During his first Warrior Games three years ago, Castaneda swam the 50-meter and said it was probably the hardest thing he had ever done. In this year’s competition, he again participated in the recumbent cycle race but got a flat tire part way through the course. Still, Castaneda finished the course because he wanted to show his son what he could do. This was Castaneda’s first Warrior Games where his family was able to come and watch, thanks to the Hero Miles program of the Fisher house. “I wanted to show my son that no matter what the obstacles are, never quit,” Castaneda said.
Castaneda’s can-do attitude could not have been more apparent in the archery competition. With the help of his coaches, Castaneda was able to adapt his equipment and participate despite his significant injuries. An assistant loads the arrow for him, and Castaneda uses his teeth to hold tension and release the arrow. Of all the competitors at the Warrior Games, he is the only one to use such a method.
When asked why he felt the games were important and why he was doing it, Castaneda said, “We want to teach our kids and everyone around us, never give up. Never. As Americans, we don’t give up. People take us for granted, that we’re lazy, that we’re fat or whatever, but they take us for granted. We’re Americans, and we’re all like that. But, we don’t give up. Don’t give up. ” He credits an organization called Navy Safe Harbor for getting him involved in the Warrior Games. “Believe it or not, this (the games) has really helped me,” Castaneda said.
One of the more noticeable competitors in the archery was 6-foot-5-inch retired Army Staff Sgt. Kinga Kiss-Johnson. Originally from Romania, she initially came to the U.S. in 2001 on a student visa to attend college on a basketball scholarship. In fact, Kiss-Johnson played in the Division 1 final four championships to help Missouri pick up its win. A year and a half after 9/11, she decided that she needed to give back and serve the country that has given so much to her. According to her husband Bill Johnson, Kiss-Johnson arrived home one day and informed him that she had talked to a recruiter and was going to enter the Army in a transportation MOS. Her mind was made up, there would be no discussion.

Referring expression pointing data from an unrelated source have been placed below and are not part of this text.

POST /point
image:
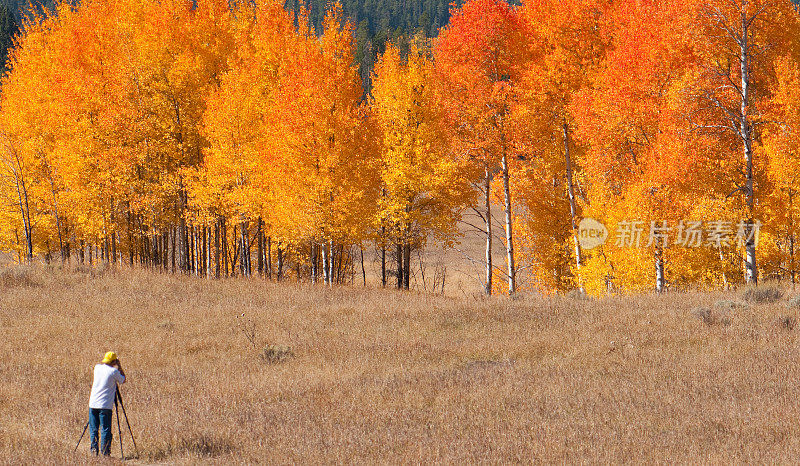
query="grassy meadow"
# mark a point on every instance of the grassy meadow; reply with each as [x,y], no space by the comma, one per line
[246,371]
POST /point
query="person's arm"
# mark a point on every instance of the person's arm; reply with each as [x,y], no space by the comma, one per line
[121,372]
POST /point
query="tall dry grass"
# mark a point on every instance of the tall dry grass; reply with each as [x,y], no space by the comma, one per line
[375,376]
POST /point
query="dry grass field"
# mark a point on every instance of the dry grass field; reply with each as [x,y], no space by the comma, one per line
[389,377]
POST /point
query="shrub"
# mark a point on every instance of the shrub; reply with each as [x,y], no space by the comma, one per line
[580,295]
[793,302]
[713,317]
[787,322]
[727,305]
[18,277]
[273,354]
[762,294]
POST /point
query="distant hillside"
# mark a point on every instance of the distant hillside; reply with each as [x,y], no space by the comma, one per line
[376,22]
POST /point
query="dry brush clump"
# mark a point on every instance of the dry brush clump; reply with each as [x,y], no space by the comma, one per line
[390,377]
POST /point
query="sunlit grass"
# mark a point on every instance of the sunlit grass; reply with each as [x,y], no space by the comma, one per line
[385,376]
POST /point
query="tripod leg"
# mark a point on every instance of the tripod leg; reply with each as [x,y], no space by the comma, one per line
[124,413]
[82,434]
[119,429]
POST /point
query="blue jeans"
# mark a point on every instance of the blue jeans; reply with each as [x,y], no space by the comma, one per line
[100,418]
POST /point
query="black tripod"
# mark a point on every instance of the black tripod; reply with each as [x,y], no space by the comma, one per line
[117,403]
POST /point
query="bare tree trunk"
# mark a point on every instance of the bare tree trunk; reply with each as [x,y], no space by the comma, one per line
[331,262]
[216,250]
[399,260]
[269,257]
[383,257]
[791,239]
[751,269]
[512,271]
[260,246]
[406,265]
[488,214]
[280,263]
[573,208]
[363,270]
[659,260]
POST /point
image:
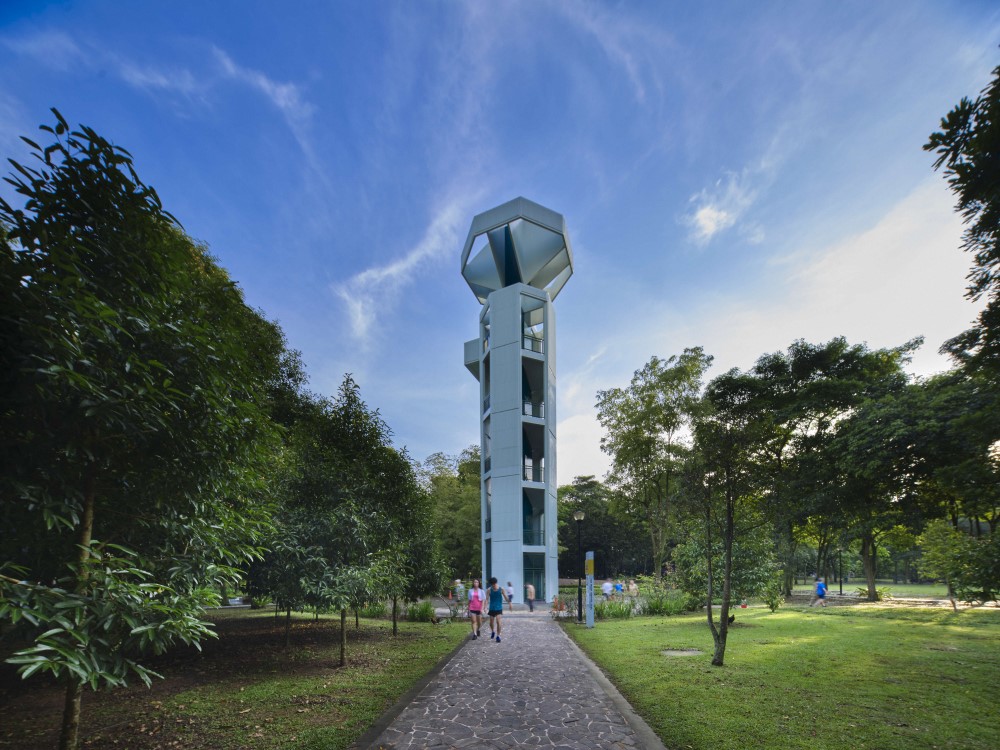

Kiss-Johnson was injured in Afghanistan when a driver crashed their vehicle, narrowly missing a Vehicle Born Improvised Explosive Device (VBIED). Because she was in the turret acting as the .50 gunner, she sustained significant injuries to her neck and back, as well as a traumatic brain injury that affects her concentration. After months of recuperation, Kiss-Johnson now has a fused and replaced vertebrae and a limited range of mobility.
Her Warrior Transition Unit originally got her involved in wheelchair basketball. She was also introduced to archery during her recovery at Fort Gordon, Ga., where volunteers teach wounded warriors. Kiss-Johnson stressed that without community support from organizations like The American Legion, Fisher House and the Hero Miles program, neither the games nor her participation could be possible. She stressed the importance of The American Legion, who has provided volunteers and resources to help her with archery.
Kiss-Johnson missed qualifier in last year’s Warrior Games, but this year she walked away with two silver medals, missing first place by only three points. When asked about future goals, Kiss-Johnson said she has her sights set on the 2016 Paralympics. Judging by her accomplishments so far, I don’t foresee her falling short of her goals. She is also competing in wheelchair basketball, but she had so sit out a game due to a concussion she received on the first day of competition.
Wheelchair basketball and floor volleyball are continuing all week, with the gold medal rounds taking place between the Army and Marine Corps (the leaders in the medal count).